0 (3705031, 1834102, 4.195242485)
1 (3698075, 4733298, 5.765751866)
2 (2352371, 4186995, 7.077046765)
3 (4002563, 3993450, 7.318316307)
4 (4618976, 4812738, 9.207241828)
5 (1825969, 1993859, 9.366285725)
6 (1697587, 1408089, 10.56533893)
7 (5169982, 6429402, 11.46242184)
8 (6641806, 5230708, 12.46052708)
9 (6339277, 191377, 12.50717434)
10 (36578, 3988437, 12.73866733)


The above list reports the first 10 motifs found in such way.

Consider however the following pair of subsequences (which is the one mentioned in the paper).
Given their distance, this pair should be the rank-7 motif in the list above. However, this particular motif with this particular window length _with this_ definition of trivial match (no overlapping can happen at all) is not found in the matrix profile.

In [7]:
w = 5000
i = 3815625
j = 5170040

zeucl(freezer[i:i+w], freezer[j:j+w])

11.337788263102953

Why is the above motif not found in the matrix profile?
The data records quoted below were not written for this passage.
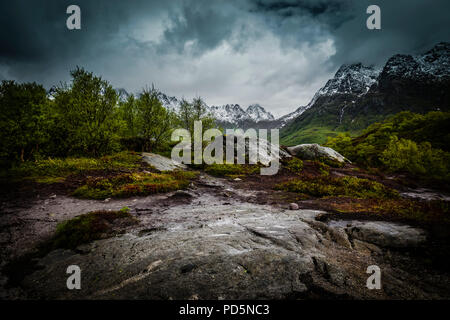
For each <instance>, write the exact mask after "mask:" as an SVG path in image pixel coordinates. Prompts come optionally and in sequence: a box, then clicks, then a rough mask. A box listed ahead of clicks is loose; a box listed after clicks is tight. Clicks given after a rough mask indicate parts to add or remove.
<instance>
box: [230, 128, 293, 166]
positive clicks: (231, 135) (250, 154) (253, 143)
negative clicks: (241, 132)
mask: <svg viewBox="0 0 450 320" xmlns="http://www.w3.org/2000/svg"><path fill="white" fill-rule="evenodd" d="M227 136H228V137H229V136H233V141H234V142H233V146H234V154H235V155H236V154H237V144H238V141H244V143H245V157H246V159H247V161H249V162H250V163H256V162H260V163H262V164H263V165H269V164H270V163H271V162H272V161H280V160H281V159H283V158H290V157H291V155H290V154H289V153H287V152H286V151H284V150H283V149H281V148H280V146H279V145H276V144H273V143H270V142H269V141H268V140H265V139H262V138H259V137H258V138H255V139H249V138H244V136H243V135H239V134H229V135H227ZM227 136H224V137H223V144H224V148H226V147H227V146H226V139H227ZM263 146H266V148H263ZM250 150H255V151H256V152H255V153H253V152H250ZM272 150H273V151H275V152H274V153H272ZM224 152H225V151H224Z"/></svg>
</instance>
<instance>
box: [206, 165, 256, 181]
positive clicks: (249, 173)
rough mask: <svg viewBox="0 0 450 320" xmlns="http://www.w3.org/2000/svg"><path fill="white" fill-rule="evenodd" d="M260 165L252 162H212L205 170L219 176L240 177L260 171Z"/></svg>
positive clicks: (206, 172) (235, 177)
mask: <svg viewBox="0 0 450 320" xmlns="http://www.w3.org/2000/svg"><path fill="white" fill-rule="evenodd" d="M259 169H260V166H259V165H250V164H216V163H215V164H211V165H207V166H206V167H205V172H206V173H208V174H211V175H213V176H217V177H228V178H238V177H244V176H246V175H250V174H253V173H256V172H259Z"/></svg>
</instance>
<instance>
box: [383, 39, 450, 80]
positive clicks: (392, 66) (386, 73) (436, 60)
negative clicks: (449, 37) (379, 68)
mask: <svg viewBox="0 0 450 320" xmlns="http://www.w3.org/2000/svg"><path fill="white" fill-rule="evenodd" d="M449 70H450V43H448V42H440V43H438V44H437V45H435V46H434V47H433V48H432V49H431V50H429V51H427V52H426V53H424V54H422V55H416V56H413V55H405V54H396V55H394V56H392V57H391V58H390V59H389V60H388V61H387V63H386V65H385V67H384V68H383V72H382V74H381V77H382V78H407V79H422V78H428V79H435V80H441V79H442V78H449V77H450V72H449Z"/></svg>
Let's first look at the subsequence at `i`. Its nearest neighbor is at distance 10.33, and is the subsequence 4732333, which is only 965 timestamps away (with a window length of 5000) from subsequence 4733298, which participates in the motif of rank 2 and therefore cannot be re-used to form another motif.

In [8]:
mp[i], mp_index[i]

(10.33695558, 4732333)

Similarly, the subsequence at index `j` has its nearest neighbor at subsequence `1825878`, which is only 91 timestamps away from subsequence `1825969`.

In [9]:
mp[j], mp_index[j]

(11.02213133, 1825878)

Therefore, we have a pair of subsequences that are not the nearest neighbor of each other, and that nonetheless should part of the top-10 nearest neighbors, as they are defined in our paper.

Given that the matrix profile contains information only about the nearest neighbors, it does not contain the information needed to correctly place this pair in the ranking of motifs.